Background and Objective: Glioblastoma (GBM) is one of the deadliest cancers. However, due to the unclear pathogenesis of GBM, many drugs cannot be effective. Therefore, it is of great significance to develop new safe and effective therapeutic drugs and explore the regulatory mechanism of GBM. Brucine can inhibit tumor proliferation, but the mechanism of brucine on GBM has not been scientifically explained at the cellular and molecular levels. In this study, the inhibitory mechanism of Brucine on GBM was explored and verified by experiments. Materials and Methods: The common targets of Brucine and GBM are determined by constructing the Venn diagram of intersecting targets. Common targets were visualized through String databases and protein interaction networks (PPI) were constructed. The Hub genes were screened using Cytoscape 3.9.1 and gene ontology (GO) and Kyoto Encyclopedia of Genes and Genomes (KEGG) were analyzed using DAVID online database. The inhibitory effect of Brucine on GBM U251 cells was observed in vitro.
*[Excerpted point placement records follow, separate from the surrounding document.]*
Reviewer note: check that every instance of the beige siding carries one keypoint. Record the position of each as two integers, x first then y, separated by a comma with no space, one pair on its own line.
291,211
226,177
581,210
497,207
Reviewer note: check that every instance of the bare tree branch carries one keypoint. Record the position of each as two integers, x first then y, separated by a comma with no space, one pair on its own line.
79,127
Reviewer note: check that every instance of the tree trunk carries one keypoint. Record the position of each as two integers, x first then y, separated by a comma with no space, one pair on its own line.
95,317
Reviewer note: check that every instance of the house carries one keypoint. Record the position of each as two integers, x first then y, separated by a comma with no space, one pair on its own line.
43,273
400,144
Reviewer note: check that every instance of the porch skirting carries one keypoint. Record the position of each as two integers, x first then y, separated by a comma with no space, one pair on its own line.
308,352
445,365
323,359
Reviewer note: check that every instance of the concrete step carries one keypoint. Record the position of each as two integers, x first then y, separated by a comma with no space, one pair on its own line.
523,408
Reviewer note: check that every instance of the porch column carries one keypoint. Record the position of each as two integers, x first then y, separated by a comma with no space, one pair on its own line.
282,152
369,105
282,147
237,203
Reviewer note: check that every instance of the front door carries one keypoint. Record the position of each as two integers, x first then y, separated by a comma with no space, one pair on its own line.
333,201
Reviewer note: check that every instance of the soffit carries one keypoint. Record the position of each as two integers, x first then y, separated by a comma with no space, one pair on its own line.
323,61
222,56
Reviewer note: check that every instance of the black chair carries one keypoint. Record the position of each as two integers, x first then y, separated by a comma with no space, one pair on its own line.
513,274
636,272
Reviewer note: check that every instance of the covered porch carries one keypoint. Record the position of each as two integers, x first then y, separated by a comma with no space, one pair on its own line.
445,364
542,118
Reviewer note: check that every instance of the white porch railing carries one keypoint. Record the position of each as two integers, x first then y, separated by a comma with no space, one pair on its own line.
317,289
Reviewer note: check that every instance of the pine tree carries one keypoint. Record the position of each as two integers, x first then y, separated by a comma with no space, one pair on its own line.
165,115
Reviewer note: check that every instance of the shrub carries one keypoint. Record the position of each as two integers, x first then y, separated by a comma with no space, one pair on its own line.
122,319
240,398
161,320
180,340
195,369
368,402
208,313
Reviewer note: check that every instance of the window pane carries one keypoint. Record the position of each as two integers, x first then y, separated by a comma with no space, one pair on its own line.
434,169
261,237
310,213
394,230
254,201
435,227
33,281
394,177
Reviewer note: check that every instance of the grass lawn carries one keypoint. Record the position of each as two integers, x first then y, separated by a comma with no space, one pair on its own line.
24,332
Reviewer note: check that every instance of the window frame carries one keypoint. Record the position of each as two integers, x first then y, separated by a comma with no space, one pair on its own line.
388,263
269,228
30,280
Results: Brucine and GBM had 40 intersection targets and the top 5 clustering networks were selected as the Hub targets, successively EGFR, AKT1, MTOR, HSP90AA1 and JUN. The targets mainly involve focal adhesion, cancer-related pathways, the main signaling pathways PI3K-Akt signaling pathway and VEGF signaling pathway. Brucine inhibited the proliferation of GBMU251 cells in a time- and dose-dependent manner. Conclusion: Brucine showed multi-target and multi-pathway inhibition on GBM and played an active pharmacological role in in vitro experiments, which can provide references for studying the mechanism of Brucine in GBM.